Gautama: o Aparecimento e Difusão do Budismo

A História de Gautama

Será interessante passarmos das atividades intelectuais e morais de Atenas e Alexandria e do desenvolvimento das idéias humanas no mundo mediterrâneo, para a vida intelectual, quase inteiramente distinta da Índia. Aí se encontrava uma civilização que, desde o princípio, parece ter brotado de raízes originais, desenvolvendo-se com um caráter todo próprio. Estava separada das civilizações do oeste e de leste por vastas barreiras de montanhas e grandes regiões desertas. As tribos arianas que haviam descido para a península, depressa perderam contato com as demais tribos, suas semelhantes, do oeste e do norte, desenvolvendo-se em linhas independentes e próprias. Esse foi, mais, especialmente, o caso das que penetraram a região do Ganges e foram ainda além. Encontraram elas uma civilização dispersa pela Índia, a civilização dravidiana. Esta civilização era um desenvolvimento independente daquela ampla e vasta cultura neolítica, cujos característicos já descrevemos, é que constituiu do mesmo modo o tronco de onde brotaram as civilizações sumeriana, cretense e egípcia. Aquelas tribos reviveram e transformaram a civilização dravidiana, assim como fizeram os gregos com a egéia e os semitas com a sumeriana.

 

Esses arianos indianos viviam sob condições diversas das que prevaleciam ao noroeste. Viviam em um clima mais quente, em que uma dieta de carne e bebidas fermentadas era ruinosa e destruidora; foram forçados, portanto, a uma alimentação de modo geral vegetariana e a terra, prolífica, quase sem ser solicitada, lhes deu todo o alimento de que precisavam. Já não havia razão para vaguear; as lavouras e as estações eram certas e seguras. Roupa e casa, de pouco precisavam. Tão pouco, que o comércio não se desenvolveu. Havia ainda terra para todos que desejassem cultivá-la – e um pequeno trato de terra bastava. A sua vida política era simples e relativamente segura ; nenhum grande poder dado a conquistas havia ainda surgido na Índia e as suas barreiras naturais bastavam para deter os primitivos imperialismos do oeste e de leste. Milhares de pequenas repúblicas – aldeias e pequenos clãs relativamente pacíficos – espalhavam-se sobre a terra. Não havia vida de mar, nem incursões de piratas, nem mercadores estranhos. Pode-se escrever um história da Índia, chegando-se até quatrocentos anos atrás, sem mencionar, talvez, o mar.

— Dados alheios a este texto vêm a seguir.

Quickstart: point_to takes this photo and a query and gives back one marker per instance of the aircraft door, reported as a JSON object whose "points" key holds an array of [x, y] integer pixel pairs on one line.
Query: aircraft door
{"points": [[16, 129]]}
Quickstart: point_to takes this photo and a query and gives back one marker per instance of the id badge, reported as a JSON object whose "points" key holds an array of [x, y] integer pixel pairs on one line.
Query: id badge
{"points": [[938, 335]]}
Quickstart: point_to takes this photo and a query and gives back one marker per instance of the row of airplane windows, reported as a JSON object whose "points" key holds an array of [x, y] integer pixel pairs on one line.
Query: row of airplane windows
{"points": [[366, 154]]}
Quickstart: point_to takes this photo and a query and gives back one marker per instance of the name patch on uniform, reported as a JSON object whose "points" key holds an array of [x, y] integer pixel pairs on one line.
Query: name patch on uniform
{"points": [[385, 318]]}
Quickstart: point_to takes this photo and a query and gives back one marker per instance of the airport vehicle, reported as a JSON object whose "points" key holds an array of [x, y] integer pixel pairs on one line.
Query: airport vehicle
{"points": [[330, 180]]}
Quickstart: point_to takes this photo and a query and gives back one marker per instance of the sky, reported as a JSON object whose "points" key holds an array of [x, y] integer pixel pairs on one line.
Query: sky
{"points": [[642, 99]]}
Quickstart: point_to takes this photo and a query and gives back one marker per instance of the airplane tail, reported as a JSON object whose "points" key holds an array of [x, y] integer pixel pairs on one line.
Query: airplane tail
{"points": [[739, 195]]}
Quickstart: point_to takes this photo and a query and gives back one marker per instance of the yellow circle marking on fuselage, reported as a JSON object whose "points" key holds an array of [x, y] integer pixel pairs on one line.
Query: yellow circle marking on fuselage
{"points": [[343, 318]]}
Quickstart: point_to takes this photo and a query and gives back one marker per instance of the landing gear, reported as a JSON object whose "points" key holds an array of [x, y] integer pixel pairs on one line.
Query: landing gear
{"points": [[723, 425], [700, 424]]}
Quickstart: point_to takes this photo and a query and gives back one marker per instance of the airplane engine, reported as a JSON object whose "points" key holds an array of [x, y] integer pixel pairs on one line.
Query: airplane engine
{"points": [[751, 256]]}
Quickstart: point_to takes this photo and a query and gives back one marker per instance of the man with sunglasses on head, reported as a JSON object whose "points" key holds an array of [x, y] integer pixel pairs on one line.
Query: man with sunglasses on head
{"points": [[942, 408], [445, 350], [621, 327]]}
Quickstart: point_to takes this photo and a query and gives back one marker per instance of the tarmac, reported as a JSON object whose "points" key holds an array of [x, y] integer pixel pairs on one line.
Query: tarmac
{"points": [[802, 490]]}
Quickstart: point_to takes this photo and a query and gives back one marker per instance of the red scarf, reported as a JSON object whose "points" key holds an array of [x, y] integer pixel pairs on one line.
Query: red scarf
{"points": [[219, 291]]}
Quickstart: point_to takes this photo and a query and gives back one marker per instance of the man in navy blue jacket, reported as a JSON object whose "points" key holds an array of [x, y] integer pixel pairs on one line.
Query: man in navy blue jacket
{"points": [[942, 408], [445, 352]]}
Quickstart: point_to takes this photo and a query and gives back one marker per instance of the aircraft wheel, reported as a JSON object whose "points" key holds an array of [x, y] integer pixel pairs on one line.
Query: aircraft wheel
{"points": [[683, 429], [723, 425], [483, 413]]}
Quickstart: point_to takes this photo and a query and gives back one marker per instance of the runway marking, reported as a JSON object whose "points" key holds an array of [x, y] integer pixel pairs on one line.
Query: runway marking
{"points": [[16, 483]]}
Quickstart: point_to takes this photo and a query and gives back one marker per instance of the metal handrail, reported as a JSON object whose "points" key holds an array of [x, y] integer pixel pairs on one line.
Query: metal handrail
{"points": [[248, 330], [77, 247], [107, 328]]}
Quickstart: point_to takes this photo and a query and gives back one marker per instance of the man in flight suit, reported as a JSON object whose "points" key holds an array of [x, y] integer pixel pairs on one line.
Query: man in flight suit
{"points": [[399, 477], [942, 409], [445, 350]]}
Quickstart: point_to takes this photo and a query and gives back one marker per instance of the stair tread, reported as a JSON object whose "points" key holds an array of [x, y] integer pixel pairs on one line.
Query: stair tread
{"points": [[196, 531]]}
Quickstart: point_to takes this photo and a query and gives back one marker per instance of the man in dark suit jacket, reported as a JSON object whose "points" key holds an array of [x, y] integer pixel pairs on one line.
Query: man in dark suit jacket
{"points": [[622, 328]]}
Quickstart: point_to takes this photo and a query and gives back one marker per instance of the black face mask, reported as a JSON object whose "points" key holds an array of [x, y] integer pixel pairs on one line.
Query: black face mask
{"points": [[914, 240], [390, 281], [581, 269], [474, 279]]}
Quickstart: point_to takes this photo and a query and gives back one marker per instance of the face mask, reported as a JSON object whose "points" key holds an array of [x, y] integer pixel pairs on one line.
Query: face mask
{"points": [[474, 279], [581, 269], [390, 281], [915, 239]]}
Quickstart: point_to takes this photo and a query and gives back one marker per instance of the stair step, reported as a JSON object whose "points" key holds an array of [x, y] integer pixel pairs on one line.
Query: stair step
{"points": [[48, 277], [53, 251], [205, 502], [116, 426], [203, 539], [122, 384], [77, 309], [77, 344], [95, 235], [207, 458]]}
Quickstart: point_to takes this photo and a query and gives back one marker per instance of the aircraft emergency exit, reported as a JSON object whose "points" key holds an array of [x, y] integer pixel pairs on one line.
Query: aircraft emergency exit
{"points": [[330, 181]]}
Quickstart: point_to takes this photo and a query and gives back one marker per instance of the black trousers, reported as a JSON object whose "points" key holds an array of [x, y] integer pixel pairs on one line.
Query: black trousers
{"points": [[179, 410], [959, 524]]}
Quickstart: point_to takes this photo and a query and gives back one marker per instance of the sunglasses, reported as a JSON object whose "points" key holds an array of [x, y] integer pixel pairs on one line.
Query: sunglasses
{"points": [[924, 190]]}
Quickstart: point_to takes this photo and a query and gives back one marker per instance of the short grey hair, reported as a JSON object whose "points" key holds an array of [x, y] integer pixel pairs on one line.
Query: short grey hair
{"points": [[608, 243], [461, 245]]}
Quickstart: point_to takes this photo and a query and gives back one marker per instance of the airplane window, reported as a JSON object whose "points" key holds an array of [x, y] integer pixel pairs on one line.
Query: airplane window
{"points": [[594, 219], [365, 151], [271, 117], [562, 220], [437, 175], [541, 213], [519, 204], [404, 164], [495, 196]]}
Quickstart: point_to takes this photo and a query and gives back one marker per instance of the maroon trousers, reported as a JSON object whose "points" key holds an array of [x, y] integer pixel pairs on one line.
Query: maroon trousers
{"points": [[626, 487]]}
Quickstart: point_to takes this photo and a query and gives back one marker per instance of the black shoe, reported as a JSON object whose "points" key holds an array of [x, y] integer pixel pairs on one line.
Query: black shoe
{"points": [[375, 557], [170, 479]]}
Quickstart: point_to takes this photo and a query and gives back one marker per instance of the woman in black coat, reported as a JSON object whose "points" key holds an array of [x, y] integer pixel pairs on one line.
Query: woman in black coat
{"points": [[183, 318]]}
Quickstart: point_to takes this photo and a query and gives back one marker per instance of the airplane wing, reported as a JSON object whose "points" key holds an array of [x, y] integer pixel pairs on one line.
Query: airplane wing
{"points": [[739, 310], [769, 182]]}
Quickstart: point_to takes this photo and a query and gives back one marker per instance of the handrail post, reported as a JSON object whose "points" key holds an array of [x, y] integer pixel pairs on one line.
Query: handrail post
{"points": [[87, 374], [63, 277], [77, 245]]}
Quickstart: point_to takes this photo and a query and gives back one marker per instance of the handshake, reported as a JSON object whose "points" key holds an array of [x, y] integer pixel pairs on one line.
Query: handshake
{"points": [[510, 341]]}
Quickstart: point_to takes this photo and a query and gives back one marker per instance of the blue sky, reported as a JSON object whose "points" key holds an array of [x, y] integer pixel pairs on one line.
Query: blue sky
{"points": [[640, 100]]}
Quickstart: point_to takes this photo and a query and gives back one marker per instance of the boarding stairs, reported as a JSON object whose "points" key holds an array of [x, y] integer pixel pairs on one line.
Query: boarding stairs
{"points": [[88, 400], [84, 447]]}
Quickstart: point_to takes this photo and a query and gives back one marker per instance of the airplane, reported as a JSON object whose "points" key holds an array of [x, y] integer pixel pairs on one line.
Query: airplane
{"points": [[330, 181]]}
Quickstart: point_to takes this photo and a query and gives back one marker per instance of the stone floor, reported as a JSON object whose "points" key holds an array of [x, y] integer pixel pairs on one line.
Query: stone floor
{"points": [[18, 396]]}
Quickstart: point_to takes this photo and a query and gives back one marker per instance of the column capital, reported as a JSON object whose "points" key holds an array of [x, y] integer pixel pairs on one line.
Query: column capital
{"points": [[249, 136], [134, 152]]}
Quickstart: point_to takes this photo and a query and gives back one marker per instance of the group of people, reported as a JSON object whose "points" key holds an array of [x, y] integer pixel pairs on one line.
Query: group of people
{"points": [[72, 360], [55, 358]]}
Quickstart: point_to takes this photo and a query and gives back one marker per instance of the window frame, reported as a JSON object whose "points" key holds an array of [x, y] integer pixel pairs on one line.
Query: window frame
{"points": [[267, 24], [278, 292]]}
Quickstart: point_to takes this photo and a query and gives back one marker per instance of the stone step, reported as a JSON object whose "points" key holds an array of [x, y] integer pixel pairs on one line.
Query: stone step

A história da Índia, por muitos séculos, havia sido mais feliz, menos feroz e mais sonhadora do que qualquer outra história. Os nobres e os rajás caçavam; e a vida era um tecido colorido de histórias de amor. Aqui e ali surgia, de quando em vez, dentre os rajás, um marajá que construía uma cidade, capturava muitos elefantes, matava muitos tigres e deixava, após o seu rasto, uma tradição do seu esplendor e de seus admiráveis cortejos.

Grande, contudo, era a atividade mental entre os arianos orientalizados; compunham-se grandes poemas épicos que se transmitiam pela tradição oral pois ainda não havia escrita. Havia também muita especulação filosófica e profunda, cujas relações com os sistemas filosóficos do oeste têm que ser, ainda, esclarecidas.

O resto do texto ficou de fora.